Billie Jean King walked across the stage at Cal State Los Angeles on Monday to collect a diploma in history, completing a degree she abandoned in 1964 to chase a tennis ball around the world. She was 82 years old. The gap between leaving and returning: 61 years.
King had good reason to go. Within years of departing campus, she became the world's top-ranked professional tennis player. She won 39 championships, claimed a Presidential Medal of Freedom and a congressional Medal of Honor, and fundamentally changed the sport. But the degree stayed unfinished until last year, when she decided it was time.
"It is a privilege for me to be here as a member of your graduating class," King told the crowd at commencement. "Yeah baby, only 61 years!"
The choice to attend Cal State Los Angeles, then called Los Angeles State College, was deliberate. King wanted a coach willing to push her hard, and she found one in Scotty Deeds, who trained men and women together on the same courts. "Their approach to winning in tennis was revolutionary at the time," King said of Deeds and the women's coach Dr. Joan Johnson. The setup gave her the caliber of competition she needed.
While still enrolled, she made history. At 18, King and her doubles partner Karen Hantze, 17, won Wimbledon, becoming the youngest team ever to claim the title. She could have stopped there. She didn't.

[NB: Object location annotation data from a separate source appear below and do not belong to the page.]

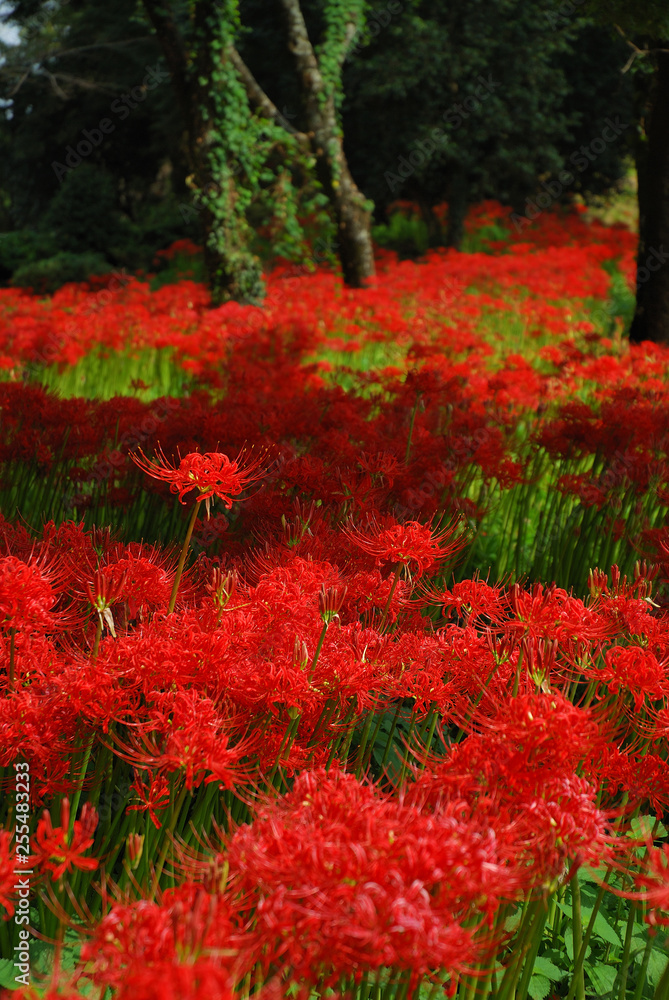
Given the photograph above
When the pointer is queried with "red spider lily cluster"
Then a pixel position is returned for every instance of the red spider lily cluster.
(318, 757)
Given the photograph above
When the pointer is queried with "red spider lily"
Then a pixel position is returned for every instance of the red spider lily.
(187, 943)
(410, 544)
(154, 798)
(212, 474)
(363, 881)
(56, 850)
(28, 594)
(655, 883)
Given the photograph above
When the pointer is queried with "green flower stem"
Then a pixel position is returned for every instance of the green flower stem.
(580, 956)
(12, 653)
(578, 982)
(662, 991)
(643, 970)
(318, 649)
(363, 744)
(98, 636)
(532, 923)
(393, 727)
(182, 557)
(176, 809)
(413, 419)
(372, 742)
(625, 965)
(286, 744)
(77, 795)
(345, 726)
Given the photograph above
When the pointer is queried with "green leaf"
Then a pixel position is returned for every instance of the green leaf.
(656, 966)
(539, 987)
(641, 828)
(602, 928)
(602, 977)
(544, 967)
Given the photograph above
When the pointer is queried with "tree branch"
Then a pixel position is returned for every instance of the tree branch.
(170, 40)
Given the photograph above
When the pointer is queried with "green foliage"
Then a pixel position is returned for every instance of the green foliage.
(651, 18)
(343, 19)
(261, 181)
(24, 246)
(46, 276)
(407, 235)
(83, 214)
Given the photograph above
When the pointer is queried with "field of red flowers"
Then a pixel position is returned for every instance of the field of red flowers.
(334, 643)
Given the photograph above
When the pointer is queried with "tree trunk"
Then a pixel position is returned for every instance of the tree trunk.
(351, 210)
(234, 273)
(651, 318)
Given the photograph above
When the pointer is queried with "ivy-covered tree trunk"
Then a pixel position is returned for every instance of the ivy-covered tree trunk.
(320, 82)
(651, 318)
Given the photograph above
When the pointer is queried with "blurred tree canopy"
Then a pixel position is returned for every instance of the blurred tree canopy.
(436, 100)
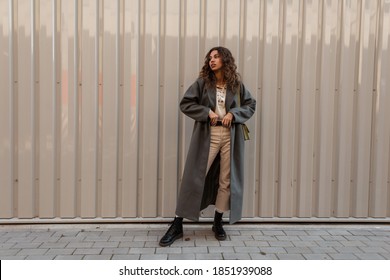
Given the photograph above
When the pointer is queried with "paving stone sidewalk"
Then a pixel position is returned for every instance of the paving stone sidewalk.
(252, 241)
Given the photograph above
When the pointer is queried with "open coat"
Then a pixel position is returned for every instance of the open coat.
(198, 190)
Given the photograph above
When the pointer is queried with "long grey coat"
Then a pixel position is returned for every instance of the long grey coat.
(198, 190)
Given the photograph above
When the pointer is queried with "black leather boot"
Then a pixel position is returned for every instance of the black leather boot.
(174, 232)
(220, 234)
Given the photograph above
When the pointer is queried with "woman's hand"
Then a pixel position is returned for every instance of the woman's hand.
(227, 120)
(213, 118)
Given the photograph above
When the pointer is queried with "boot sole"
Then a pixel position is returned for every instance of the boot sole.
(221, 238)
(171, 242)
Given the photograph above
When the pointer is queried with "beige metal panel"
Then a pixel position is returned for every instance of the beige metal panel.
(149, 107)
(288, 107)
(248, 69)
(327, 84)
(193, 60)
(6, 111)
(90, 104)
(232, 24)
(367, 46)
(130, 125)
(110, 107)
(345, 100)
(308, 83)
(170, 85)
(269, 111)
(211, 24)
(69, 109)
(47, 117)
(26, 191)
(379, 191)
(97, 107)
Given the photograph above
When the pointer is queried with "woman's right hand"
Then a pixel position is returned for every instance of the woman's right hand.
(213, 118)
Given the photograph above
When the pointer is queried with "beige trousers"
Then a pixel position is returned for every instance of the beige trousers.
(220, 142)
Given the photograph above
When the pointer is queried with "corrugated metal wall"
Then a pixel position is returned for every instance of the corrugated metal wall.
(89, 119)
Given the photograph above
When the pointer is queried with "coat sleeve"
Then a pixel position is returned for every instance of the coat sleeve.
(191, 105)
(247, 108)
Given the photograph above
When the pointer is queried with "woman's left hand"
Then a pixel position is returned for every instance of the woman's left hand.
(227, 120)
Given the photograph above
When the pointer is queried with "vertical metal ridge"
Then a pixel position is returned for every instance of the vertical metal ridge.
(55, 108)
(117, 91)
(159, 100)
(97, 108)
(33, 121)
(76, 124)
(11, 93)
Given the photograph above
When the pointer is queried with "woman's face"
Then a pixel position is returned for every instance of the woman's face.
(215, 61)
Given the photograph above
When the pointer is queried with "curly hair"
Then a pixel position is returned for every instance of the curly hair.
(231, 76)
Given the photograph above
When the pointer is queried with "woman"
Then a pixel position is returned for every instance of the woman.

Growing up in a working-class household, the daughter of a firefighter and a homemaker, King said she became the first in her immediate family to finish college. But her real drive came from something deeper. At 12, standing at a tennis club, she had a moment of clarity: almost everyone around her was white. "I asked myself, where is everybody else?" she recalled on Monday. "From that day forward, I committed my life to equality and inclusion for all."
Tennis became her platform. In 1973, she founded the Women's Tennis Association and pushed the US Open to offer equal prize money. That same year, she faced Bobby Riggs in a match billed as "The Battle of the Sexes," a victory so significant it later became a Hollywood film. King, one of the first openly gay professional athletes, never let tennis be just about tennis.
At her commencement address, she kept the message simple for her fellow graduates: "Have fun. Be fearless. And make history."
Author James Rodriguez: "King's return to finish what she started feels like the perfect capstone to a life spent refusing to settle for what the world told her was enough."